Poinformowano w nim też, że wyrok zostanie opublikowany w Dzienniku Ustaw RP, zaś jego uzasadnienie, tego samego dnia w Dzienniku Urzędowym RP "Monitor Polski". Jak oceniła Rada Ministrów publikacja wyroku wraz z uzasadnieniem pozwoli na "minimalizację wątpliwości obywateli dotyczących motywów oraz skutków prawnych orzeczenia".

Uzasadnienie wyroku

W środę Trybunał Konstytucyjny na swojej stronie internetowej opublikował pisemne uzasadnienie wyroku z 22 października ub.r. wraz ze zdaniami odrębnymi. Z uzasadnienia wynika m.in., że prawdopodobieństwo ciężkiego i nieodwracalnego upośledzenia płodu albo nieuleczalnej choroby zagrażającej jego życiu nie jest wystarczające dla dopuszczalności pozbawienia życia człowieka w okresie prenatalnym, a samo wskazanie na potencjalne obciążenie dziecka wadami ma "charakter eugeniczny".

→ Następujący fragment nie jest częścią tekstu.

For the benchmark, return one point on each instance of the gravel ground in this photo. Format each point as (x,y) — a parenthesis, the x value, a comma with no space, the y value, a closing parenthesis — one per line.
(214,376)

Ustawa o planowaniu rodziny, ochronie płodu ludzkiego i warunkach dopuszczalności przerywania ciąży zezwalała na dokonanie aborcji w trzech przypadkach. Jednym z nich było właśnie duże prawdopodobieństwo ciężkiego i nieodwracalnego upośledzenia płodu albo nieuleczalnej choroby zagrażającej jego życiu.

Przepisy nadal dopuszczają możliwość przerywania ciąży w przypadku, gdy stanowi ona zagrożenie dla życia i zdrowia kobiety, a także gdy zachodzi uzasadnione podejrzenie, że ciąża jest skutkiem czynu zabronionego m.in. gwałtu.